O que alimenta os direitos humanos é um misto de aspiração, de garantia e de luta… Mas, o que sustenta a tudo são as aspirações. Elas é que alimentam o querer sempre mais, o querer ser mais, vocação humana, como dizia Paulo Freire.
Meus agradecimentos à coordenação pelo convite para pronunciar esta homenagem. Obrigado a cada uma e cada um de vocês que está aqui para esta celebração. Obrigado a quem nos legou a possibilidade deste encontro. É maravilhoso podermos celebrar juntos os 40 anos da Comissão de Direitos Humanos de Passo Fundo, a nossa CDHPF.
Era 1984. Ainda em vigor a ditadura militar… no último ano do presidente-general; o ano que traiu a milhões de brasileiras e brasileiros com a rejeição da emenda das diretas pelo Congresso e a frustração de um dos movimentos cívicos mais importantes da história recente – o grande movimento pelas diretas já, que levou milhões às ruas em todo o país, e milhares também em Passo Fundo.
1984 seria o ano de realização da distopia de George Orwell que deu nome a um de seus livros mais famosos (1984), publicado em 1955, que, em nosso país veio, a se realizar, não sem adaptações e parcialmente, 35 anos depois… com o novo fascismo e o bolsonarismo… e que felizmente já começamos a enfrentar, mesmo que nos custe muito derrotar.
1984 foi o ano que consagrou Thriller, de Michel Jackson, com sete Grammy; que viu o lançamento de Like a virgin, da Madonna; de I want to break free, do Queen; de Sonífera ilha, dos Titãs; de Lindo lago amor, do Gonzaguinha; de Raça humana, com Vamos fugir, do Gilberto Gil. Foi também o ano de Karatê Kid, de Caça-fantasmas; do Exterminador do futuro; de Cabra marcado para morrer…
1984 foi também o ano de fundação do Movimento dos Trabalhadores e das Trabalhadoras Rurais Sem Terra, o MST, e um ano antes da histórica ocupação da Fazenda Annoni, aqui na região; da publicação de Mulher Negra, da grande liderança do Movimento Negro Unificado, Lélia González; da greve geral dos “boias-frias”, em Guariba, SP. Foi o ano que deu o Nobel da Paz a Desmond Tutu, pela luta contra o apartheid. Naquele ano foi publicada a lei do segundo Plano Diretor de Passo Fundo – o atual está sem revisão há quase vinte anos. Foi um ano de grandes obras, as perimetrais, que expulsaram centenas de famílias, que formaram o que hoje é o Jaboticabal.

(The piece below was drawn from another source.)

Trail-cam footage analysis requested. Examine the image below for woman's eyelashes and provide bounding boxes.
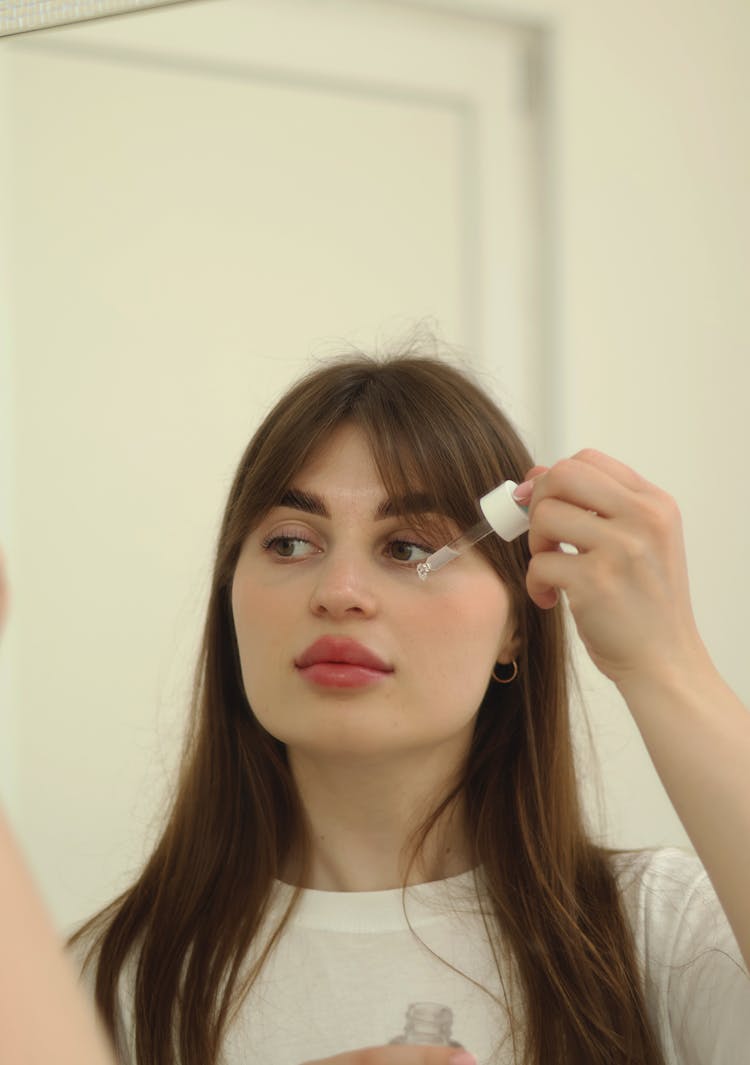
[261,527,436,567]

1984, ano de muitos acontecimentos, é também o ano da criação, da fundação, da CDHPF… que ocorreu no dia seis de junho, às dezoito horas, em reunião realizada no Salão dos fundos da Catedral. Dois foram os objetivos registrados na ata de fundação: “promover e defender os direitos das pessoas, famílias e organizações; e assessorar a organização popular na defesa de direitos”. Eles se tornaram obra e são o que caracteriza a CDHPF nos seus anos de atuação.
Era um grupo de vinte pessoas, as que assinaram a ata de fundação. Na ocasião foi eleita a primeira coordenação. Registro seus componentes: Maria Sirlei Vieira, Roque Zimmermann, Elmar Luiz Sauer, Ademar Dal’Cortivo, Luiz Roberto Albuquerque e Helena Andreis Lorenzatto. Nossa homenagem e estas corajosas e estes corajosos. Obrigado por legarem a CDHPF…
Paro com estes registros… os fiz para reforçar a necessidade da memória – é ela que alimenta a história… Haveria muitas outras possibilidades de referências a acontecimentos e pessoas. Rendo homenagem a três que foram pilares desta história e que já nos deixaram: Maria Sirlei Vieira, Roque Zimmermann e Maria de Fátima Zanchin. Presente, presente, presente, agora e sempre.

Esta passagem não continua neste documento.